We went through the “what business are you in?”, “could you have been referred by so-and-so?” type questions, and eventually I just suggested that she throw it away and forget about it, as it obviously couldn’t have been that important. Very odd.
I sympathize with the constant wrong number call-backs, though. How about getting one of those throw-away phones for 30 days, tell all your friends and family that you have a temporary new number, then forward your old number to a fax machine? Eventually, they’ll stop calling and you can start using your old number again!
“Hello is Carrie [something] there?”
“I think you have the wrong number.”
“Is this xxx-xxx-xxxx?”
“Yes.”
“So I have the wrong name and right number?”
“Yes.”
“Well it’s actually the number I’m interested in. You have been entered in [blah blah] sweepstakes [blah blah blah]”
“Not interested, remove me from your list and don’t call back, thanks.”
“You don’t even know what…” click
How can someone expect me to talk to them if they have NO IDEA who they are actually calling? I’m not about to give you more information so you can sell it to other jerks who want to call me. Of all the “wrong name” calls I’ve gotten to this number (had it about 4 years now), no one’s asked for Carrie - makes me think this company just calls random numbers and asks for the same name every time and hopes for some sucker to give them more personal information. ARGH!!

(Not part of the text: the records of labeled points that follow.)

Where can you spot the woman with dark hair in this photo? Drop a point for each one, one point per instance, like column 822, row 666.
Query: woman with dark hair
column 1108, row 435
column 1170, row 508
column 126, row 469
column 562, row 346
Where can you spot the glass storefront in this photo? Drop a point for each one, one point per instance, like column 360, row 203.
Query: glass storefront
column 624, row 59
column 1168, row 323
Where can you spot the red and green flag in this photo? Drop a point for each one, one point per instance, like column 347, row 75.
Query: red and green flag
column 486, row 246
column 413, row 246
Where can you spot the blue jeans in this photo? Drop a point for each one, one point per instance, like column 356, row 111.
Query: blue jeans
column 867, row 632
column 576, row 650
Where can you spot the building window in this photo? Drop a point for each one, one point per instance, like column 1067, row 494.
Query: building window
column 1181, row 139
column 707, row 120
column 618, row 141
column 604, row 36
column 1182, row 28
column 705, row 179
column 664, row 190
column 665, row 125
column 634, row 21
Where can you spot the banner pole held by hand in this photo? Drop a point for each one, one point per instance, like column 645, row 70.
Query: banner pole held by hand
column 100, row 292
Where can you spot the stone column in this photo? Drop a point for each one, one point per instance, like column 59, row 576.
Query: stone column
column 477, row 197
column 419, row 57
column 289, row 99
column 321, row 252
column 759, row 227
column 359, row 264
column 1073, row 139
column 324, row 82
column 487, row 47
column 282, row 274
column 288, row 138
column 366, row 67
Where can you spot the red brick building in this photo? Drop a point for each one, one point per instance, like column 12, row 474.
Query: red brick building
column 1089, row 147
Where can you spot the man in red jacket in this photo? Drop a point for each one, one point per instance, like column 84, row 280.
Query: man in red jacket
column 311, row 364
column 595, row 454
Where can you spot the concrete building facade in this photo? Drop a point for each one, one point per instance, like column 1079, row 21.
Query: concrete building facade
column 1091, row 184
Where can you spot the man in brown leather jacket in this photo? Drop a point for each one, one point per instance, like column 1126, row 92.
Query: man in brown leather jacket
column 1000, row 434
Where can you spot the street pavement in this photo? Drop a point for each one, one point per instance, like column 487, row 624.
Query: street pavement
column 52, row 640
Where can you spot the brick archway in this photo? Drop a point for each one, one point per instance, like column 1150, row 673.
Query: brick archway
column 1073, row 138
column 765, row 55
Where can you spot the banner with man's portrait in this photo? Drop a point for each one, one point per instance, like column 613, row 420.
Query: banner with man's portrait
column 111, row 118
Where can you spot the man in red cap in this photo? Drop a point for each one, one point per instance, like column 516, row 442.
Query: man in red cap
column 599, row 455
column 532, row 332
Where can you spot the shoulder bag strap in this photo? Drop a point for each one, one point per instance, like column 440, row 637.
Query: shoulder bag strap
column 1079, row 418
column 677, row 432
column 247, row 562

I’ve changed my greeting since then, but for quite a while I had “This is Canadjun. If you want anyone else you have the wrong number. Otherwise please leave a message after the beep.” and I still had people leaving messages for other people, including calls from businesses. I never bothered calling back to correct them.
Just what I was thinking. Clearly there is a spate of Post-It pranksters sweeping the country leaving random people’s names and numbers on other people’s desks.

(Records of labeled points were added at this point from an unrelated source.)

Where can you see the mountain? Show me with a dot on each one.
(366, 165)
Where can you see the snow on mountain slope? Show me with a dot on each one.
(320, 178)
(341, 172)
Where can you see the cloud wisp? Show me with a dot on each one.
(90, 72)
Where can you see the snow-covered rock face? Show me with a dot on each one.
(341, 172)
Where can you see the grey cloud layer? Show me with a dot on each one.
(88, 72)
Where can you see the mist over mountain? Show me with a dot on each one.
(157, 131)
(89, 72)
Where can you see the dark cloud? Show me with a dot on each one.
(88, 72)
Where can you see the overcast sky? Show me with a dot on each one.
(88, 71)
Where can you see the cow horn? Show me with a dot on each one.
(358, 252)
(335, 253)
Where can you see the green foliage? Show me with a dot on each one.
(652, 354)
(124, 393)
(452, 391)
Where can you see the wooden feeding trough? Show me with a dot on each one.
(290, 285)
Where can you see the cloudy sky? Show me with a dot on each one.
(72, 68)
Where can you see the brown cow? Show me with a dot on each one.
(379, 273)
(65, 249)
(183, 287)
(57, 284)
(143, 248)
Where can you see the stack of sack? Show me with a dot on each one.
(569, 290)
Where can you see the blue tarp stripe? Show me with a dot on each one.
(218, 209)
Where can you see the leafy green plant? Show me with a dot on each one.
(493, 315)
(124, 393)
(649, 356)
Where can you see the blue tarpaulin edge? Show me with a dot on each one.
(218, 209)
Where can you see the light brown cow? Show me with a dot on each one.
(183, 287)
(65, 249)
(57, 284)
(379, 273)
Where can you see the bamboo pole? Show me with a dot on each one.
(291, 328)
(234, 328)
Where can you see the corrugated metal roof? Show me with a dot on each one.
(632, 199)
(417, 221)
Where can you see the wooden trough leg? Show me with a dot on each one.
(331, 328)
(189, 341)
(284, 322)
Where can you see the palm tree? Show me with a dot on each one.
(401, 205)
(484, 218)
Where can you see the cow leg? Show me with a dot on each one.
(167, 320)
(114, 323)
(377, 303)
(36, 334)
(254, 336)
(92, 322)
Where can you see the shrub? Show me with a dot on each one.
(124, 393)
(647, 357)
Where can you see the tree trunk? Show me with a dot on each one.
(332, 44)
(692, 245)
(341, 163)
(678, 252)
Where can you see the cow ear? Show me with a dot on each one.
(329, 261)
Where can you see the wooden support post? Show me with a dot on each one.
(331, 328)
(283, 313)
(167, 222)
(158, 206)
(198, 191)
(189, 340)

Canadjun, most people don’t pay attention to the name given when the phone is answered. Sometimes the person receiving the call doesn’t, either! We’ve recently had a spate of phone calls for the restaurant at Wembley Arena (it’s one digit different). Unfortunately, my colleague that usually sits at that desk is called Rena.
Stranger (muffled): “…mbley Arena?”
Me: “Yes, this is Rena’s phone, but she’s not here at the moment”
You can imagine the confusion until we figured it out. Now we just give them Wembley Arena’s number. (Or confirm their reservation, if they sound like jerks )
I’m a unemployed at the moment so every so often I’ll wind up in a phone call which goes like this:
Me: Hello?
Automated Voice: Please hold for an important message from ________ company
Me (to self): OK, I’ve got nothing better to do. May as well see what this is all about.
Several seconds of silence ensue followed by the disconnect sound at full volume.
If I ever get to talk to a human being, that company will be told never to call that number again!